Discrete-time backpropagation for training synaptic delay-based artificial neural networks

The aim of this paper is to endow a well-known structure for processing time-dependent information, synaptic delay-based ANN's, with a reliable and easy to implement algorithm suitable for training temporal decision processes. In fact, we extend the backpropagation algorithm to discrete-time feedforward networks that include adaptable internal time delays in the synapses. The structure of the network is similar to the one presented by [1], that is, in addition to the weights modeling the transmission capabilities of the synaptic connections, we model their length by means of a parameter that indicates the delay a discrete-event suffers when going from. Zthe origin neuron to the target neuron through a synaptic connection.

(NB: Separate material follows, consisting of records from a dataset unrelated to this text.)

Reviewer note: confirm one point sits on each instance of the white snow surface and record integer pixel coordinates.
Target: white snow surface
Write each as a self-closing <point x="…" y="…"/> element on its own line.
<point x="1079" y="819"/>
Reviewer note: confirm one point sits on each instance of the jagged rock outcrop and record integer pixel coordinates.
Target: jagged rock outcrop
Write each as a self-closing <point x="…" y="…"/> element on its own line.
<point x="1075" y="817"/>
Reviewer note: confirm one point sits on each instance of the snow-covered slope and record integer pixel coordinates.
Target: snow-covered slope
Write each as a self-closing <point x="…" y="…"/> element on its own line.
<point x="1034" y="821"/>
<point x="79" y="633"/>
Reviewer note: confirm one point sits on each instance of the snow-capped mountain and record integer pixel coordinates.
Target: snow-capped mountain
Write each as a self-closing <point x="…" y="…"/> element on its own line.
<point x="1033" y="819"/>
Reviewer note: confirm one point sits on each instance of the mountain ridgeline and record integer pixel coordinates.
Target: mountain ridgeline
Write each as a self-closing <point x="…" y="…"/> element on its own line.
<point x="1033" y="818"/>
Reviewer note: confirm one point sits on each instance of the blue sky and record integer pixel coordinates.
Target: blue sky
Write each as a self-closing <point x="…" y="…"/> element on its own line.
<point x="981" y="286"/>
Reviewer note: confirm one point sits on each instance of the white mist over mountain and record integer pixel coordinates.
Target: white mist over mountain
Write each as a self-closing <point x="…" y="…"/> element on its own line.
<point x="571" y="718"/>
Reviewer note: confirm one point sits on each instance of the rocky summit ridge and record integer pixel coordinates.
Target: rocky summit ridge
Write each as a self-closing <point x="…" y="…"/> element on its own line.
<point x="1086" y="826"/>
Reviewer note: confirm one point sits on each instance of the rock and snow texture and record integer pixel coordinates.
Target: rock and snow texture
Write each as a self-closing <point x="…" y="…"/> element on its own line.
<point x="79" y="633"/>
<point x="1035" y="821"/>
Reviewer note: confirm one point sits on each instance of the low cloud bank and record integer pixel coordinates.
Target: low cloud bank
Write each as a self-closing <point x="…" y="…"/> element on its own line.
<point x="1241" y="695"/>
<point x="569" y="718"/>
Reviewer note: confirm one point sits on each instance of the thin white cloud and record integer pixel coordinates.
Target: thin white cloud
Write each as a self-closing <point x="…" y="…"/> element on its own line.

Like the weights, these delays are also trainable, and a training algorithm can be derived that is almost as simple as the backpropagation algorithm, and which is really an extension of it. We present examples of the application of these networks and algorithm to the prediction of time series and to the recognition of patterns in electrocardiographic signals. In the first case, we employ the temporal reasoning characteristics of these networks for the prediction of future values in a benchmark example of a time series: the one governed by the Mackey-Glass chaotic equation. In the second case, we provide a real life example. The problem consists in identifying different types of beats through two levels of temporal processing, one relating the morphological features which make up the beat in time and another one that relates the positions of beats in time, that is, considers rhythm characteristics of the ECG signal. In order to do this, the network receives the signal sequentially, no windowing, segmentation, or thresholding are applied.